Salvini Says Italy Could Aid Banks Again If Spread Hits Too Hard
(Bloomberg) -- Italy’s populist government is ready to ride to the rescue to help its banks if a widening spread between the country’s bonds and German debt puts them under excessive strain.
"If companies or banks need us, we’re here,” Deputy Prime Minister Matteo Salvini said Thursday in remarks cited by Reuters. Salvini, attending a horse show in the northern city of Verona, was responding to a question on the potential impact of a wider spread.
Speaking on horseback, Salvini said events like today’s could help create jobs in the country, which suffers from chronically high unemployment.
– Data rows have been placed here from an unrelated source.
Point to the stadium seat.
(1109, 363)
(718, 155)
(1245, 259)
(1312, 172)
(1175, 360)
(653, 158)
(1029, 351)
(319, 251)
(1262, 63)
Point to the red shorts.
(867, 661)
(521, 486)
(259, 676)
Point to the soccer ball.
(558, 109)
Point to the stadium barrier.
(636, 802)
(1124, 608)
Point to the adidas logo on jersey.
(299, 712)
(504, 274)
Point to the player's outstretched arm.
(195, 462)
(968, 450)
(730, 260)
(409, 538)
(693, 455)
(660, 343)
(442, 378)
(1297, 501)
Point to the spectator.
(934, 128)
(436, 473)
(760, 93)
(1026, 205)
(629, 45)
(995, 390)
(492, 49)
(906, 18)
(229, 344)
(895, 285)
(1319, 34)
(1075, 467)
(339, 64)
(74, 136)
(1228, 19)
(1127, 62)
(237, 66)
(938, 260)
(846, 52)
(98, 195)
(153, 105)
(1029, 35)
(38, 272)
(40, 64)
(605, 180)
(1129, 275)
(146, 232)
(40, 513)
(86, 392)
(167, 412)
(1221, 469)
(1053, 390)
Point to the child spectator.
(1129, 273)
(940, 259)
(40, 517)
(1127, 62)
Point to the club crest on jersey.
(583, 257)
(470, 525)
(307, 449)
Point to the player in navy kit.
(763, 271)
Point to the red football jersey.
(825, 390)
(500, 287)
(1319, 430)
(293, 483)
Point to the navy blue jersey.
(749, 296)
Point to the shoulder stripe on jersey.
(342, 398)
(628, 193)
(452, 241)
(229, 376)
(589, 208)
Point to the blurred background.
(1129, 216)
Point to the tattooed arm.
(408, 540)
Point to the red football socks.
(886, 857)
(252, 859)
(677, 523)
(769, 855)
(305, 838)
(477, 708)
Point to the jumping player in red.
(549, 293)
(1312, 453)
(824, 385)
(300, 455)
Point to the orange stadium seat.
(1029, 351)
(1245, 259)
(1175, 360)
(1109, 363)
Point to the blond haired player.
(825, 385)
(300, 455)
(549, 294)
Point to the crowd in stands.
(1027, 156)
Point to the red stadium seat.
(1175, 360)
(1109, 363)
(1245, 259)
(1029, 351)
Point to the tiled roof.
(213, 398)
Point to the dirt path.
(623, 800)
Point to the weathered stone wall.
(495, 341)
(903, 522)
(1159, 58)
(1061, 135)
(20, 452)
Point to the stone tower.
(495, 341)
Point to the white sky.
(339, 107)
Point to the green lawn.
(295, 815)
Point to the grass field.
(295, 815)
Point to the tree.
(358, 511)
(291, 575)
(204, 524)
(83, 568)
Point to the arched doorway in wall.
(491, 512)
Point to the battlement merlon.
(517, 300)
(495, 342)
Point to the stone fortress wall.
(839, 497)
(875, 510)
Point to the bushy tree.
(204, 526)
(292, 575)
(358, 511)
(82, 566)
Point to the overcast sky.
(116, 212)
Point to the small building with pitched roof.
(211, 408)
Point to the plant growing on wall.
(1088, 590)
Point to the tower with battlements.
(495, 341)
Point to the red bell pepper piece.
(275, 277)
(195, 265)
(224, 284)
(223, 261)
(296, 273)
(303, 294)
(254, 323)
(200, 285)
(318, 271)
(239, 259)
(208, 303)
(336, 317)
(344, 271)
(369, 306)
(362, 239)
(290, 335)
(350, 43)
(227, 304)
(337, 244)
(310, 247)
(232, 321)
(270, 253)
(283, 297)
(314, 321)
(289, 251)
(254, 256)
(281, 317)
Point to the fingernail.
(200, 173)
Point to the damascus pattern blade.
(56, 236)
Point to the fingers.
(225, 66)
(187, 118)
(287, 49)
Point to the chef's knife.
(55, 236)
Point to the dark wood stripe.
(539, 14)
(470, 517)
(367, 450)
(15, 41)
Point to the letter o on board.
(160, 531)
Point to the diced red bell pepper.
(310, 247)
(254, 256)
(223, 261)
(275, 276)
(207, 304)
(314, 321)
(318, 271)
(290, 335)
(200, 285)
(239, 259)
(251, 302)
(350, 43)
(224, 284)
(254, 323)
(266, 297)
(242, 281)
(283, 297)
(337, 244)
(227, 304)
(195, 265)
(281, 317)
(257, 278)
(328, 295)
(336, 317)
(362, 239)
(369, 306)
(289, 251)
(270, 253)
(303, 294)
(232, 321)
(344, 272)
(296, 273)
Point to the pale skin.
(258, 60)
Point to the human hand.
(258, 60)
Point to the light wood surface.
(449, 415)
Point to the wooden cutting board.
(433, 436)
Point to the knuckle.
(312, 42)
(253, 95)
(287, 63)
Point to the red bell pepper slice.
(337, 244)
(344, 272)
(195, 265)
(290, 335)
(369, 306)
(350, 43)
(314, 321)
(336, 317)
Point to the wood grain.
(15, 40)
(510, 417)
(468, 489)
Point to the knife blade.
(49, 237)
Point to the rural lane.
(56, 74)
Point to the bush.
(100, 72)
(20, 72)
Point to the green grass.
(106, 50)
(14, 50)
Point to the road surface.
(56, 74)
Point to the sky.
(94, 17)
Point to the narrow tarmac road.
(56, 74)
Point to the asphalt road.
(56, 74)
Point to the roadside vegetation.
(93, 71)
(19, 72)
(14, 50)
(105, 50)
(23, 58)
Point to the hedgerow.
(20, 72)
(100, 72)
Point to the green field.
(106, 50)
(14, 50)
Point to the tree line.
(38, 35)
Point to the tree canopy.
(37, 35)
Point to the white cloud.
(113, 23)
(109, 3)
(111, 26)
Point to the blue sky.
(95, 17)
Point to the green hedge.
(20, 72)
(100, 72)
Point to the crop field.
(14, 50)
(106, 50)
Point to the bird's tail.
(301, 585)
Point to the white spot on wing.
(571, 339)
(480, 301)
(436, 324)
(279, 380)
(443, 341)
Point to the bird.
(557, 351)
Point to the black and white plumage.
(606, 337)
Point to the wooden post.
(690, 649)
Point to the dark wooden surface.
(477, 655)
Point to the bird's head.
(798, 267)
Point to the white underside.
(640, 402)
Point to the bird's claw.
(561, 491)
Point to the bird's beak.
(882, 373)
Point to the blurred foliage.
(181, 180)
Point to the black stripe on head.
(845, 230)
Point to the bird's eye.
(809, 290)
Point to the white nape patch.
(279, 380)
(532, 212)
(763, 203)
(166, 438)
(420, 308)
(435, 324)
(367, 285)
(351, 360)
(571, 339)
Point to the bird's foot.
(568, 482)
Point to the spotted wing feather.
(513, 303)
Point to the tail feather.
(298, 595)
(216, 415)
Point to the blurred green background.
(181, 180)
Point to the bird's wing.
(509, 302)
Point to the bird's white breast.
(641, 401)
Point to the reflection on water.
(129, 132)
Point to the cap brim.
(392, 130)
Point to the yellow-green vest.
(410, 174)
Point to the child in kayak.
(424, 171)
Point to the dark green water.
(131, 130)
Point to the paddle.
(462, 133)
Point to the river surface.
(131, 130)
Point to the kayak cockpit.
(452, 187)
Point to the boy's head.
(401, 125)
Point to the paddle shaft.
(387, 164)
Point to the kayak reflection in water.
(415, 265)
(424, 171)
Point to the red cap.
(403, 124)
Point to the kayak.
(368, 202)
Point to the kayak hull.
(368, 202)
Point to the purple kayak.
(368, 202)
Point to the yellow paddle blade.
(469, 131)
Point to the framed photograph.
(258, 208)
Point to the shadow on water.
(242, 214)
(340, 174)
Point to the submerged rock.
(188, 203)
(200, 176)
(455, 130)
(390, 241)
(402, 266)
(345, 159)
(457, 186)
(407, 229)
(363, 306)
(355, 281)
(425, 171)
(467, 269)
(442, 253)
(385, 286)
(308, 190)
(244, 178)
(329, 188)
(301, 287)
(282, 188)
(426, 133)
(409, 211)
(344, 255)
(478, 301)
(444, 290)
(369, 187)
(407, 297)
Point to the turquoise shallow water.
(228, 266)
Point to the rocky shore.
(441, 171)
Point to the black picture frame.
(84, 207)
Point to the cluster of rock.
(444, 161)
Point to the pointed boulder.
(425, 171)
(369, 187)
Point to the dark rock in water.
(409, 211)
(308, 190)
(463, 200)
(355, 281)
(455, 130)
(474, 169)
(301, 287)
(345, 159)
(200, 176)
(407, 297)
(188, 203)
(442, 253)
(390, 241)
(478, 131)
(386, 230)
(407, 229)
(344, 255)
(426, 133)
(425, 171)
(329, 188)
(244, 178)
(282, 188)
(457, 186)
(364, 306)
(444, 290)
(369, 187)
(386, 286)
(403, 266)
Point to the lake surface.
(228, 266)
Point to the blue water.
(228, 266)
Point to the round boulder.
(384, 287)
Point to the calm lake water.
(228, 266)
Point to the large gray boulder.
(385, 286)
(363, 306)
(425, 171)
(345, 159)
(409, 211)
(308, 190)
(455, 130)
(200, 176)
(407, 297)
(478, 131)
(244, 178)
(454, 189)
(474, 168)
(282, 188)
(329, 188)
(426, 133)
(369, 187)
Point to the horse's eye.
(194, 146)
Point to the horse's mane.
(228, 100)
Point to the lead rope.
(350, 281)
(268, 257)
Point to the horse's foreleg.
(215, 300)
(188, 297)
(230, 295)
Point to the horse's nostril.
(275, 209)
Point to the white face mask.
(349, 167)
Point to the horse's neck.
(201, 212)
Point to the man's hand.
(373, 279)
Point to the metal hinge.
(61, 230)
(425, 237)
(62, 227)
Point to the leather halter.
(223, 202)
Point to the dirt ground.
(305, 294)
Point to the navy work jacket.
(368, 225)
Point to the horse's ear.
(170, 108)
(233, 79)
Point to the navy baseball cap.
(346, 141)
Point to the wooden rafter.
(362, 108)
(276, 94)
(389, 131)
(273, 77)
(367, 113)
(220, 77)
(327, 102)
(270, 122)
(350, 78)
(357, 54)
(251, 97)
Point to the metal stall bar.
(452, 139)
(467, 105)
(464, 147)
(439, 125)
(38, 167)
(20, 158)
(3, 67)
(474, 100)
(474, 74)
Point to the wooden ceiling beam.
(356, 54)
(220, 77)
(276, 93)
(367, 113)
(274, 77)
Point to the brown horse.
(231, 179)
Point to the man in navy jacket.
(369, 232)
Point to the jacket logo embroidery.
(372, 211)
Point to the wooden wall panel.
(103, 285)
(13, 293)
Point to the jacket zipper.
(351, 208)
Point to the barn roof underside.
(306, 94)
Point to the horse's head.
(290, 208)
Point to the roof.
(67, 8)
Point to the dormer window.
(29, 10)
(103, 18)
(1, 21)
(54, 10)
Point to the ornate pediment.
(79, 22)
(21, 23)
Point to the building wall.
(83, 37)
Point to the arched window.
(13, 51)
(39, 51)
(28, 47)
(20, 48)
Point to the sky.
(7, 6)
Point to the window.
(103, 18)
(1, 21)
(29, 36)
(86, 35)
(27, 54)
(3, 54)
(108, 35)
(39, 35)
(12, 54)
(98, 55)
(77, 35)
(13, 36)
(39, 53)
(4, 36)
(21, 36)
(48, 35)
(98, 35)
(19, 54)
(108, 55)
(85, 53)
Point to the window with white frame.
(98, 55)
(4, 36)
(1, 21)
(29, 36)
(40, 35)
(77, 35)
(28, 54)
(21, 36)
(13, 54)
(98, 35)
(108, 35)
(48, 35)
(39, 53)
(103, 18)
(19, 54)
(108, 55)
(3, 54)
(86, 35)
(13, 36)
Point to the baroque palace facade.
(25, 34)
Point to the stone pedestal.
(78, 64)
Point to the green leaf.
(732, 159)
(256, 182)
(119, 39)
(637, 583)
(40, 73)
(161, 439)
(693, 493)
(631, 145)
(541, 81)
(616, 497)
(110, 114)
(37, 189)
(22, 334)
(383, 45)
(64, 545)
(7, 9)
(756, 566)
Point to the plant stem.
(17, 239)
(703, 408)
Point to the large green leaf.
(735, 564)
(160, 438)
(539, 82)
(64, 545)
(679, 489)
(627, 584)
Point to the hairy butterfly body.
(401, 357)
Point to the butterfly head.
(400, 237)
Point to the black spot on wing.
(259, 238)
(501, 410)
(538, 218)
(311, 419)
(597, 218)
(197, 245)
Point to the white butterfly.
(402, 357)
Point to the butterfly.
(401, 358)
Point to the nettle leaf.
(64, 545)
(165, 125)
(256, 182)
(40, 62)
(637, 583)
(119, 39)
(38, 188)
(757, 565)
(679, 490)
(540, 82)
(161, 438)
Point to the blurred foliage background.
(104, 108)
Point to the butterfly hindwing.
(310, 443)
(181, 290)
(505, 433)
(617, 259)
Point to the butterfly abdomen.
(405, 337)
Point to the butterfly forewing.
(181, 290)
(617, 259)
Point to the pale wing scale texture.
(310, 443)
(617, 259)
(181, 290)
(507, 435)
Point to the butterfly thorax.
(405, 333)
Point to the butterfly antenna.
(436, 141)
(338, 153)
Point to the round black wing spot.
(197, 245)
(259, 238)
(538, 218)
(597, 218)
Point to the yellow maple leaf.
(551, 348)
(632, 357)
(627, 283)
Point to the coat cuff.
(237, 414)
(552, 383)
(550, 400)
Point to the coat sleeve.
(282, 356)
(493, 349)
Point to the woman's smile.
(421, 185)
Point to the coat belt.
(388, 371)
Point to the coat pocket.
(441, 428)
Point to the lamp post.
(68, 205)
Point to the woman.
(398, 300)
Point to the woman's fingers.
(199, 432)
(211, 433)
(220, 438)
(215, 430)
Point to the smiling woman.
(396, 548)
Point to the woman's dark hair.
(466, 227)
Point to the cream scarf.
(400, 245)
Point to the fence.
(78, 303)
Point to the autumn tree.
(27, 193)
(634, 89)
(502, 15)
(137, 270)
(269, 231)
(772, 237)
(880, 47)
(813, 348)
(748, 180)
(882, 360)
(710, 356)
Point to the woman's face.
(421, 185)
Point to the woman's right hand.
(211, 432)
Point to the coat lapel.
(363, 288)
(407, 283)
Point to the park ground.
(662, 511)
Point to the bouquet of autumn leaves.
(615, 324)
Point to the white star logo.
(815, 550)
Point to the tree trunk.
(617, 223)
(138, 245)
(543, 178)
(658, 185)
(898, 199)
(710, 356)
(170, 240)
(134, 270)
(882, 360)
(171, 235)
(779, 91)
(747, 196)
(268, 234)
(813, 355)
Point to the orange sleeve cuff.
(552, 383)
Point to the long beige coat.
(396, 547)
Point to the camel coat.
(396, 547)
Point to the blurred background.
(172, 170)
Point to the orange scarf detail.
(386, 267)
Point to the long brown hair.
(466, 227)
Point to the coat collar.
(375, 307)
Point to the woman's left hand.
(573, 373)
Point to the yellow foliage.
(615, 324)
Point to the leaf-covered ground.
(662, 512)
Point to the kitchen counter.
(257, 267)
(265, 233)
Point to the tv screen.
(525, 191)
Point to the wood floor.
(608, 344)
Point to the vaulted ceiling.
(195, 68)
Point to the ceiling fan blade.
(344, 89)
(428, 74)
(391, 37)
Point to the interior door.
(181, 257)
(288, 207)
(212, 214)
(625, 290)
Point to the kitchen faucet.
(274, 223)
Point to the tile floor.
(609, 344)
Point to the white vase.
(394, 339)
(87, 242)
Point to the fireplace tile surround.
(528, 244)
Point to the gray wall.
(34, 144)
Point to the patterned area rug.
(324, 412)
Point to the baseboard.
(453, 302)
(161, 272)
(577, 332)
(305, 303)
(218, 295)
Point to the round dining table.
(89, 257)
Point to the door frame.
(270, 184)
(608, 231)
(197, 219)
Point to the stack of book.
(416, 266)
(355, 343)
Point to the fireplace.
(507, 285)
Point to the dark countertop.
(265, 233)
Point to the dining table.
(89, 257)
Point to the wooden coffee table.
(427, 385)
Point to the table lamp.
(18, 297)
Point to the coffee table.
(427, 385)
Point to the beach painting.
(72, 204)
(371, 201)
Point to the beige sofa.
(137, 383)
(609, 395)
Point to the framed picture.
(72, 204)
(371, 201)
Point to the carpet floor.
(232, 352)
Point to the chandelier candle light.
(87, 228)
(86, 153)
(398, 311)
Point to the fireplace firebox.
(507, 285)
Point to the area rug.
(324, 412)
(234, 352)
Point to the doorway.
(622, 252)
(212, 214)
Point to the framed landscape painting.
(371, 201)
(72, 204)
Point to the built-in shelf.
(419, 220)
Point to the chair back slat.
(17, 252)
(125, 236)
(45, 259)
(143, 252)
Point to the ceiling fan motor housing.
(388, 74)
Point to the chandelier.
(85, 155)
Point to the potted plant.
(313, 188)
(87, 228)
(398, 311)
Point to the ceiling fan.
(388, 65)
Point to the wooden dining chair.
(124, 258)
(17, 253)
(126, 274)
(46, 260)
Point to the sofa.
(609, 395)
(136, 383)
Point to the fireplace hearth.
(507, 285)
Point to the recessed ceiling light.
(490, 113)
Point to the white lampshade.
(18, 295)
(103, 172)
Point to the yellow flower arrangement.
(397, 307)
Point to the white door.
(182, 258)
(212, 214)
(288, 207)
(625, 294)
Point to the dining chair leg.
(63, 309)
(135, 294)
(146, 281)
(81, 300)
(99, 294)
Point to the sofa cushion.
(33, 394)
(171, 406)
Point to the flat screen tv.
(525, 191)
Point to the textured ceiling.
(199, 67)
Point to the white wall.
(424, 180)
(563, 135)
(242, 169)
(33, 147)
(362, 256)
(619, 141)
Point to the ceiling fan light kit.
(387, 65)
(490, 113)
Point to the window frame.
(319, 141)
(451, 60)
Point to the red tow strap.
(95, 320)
At an earlier event Thursday, the minister defended his government’s 2019 draft budget, which has been rejected by the European Commission, claiming it will create jobs and boost growth.
“Jobs are the backbone of our budget law," Salvini said, adding that contrary to press reports, the coalition is in full agreement on budget details. Salvini’s rightist League party leads the government with its partner, the anti-establishment Five Star Movement.
Salvini’s top adviser Giancarlo Giorgetti said earlier this week the government is ready to step in to help any banks suffering from rising bond yields. Italian banks could need recapitalization if the gap between yields on the country’s sovereign debt and German bonds nears 400 basis points, he said.
Yields have risen and spreads widened amid the budget rift between Rome and Brussels. The spread between Italian ten-year government bonds and their German equivalents was at 312 basis points at 1:35 p.m. Rome time on Thursday.
Prime Minister Giuseppe Conte told Bloomberg News on Tuesday the government has no "Plan B" for its budget even as the European Union demanded unprecedented changes to bring the country into line with spending rules.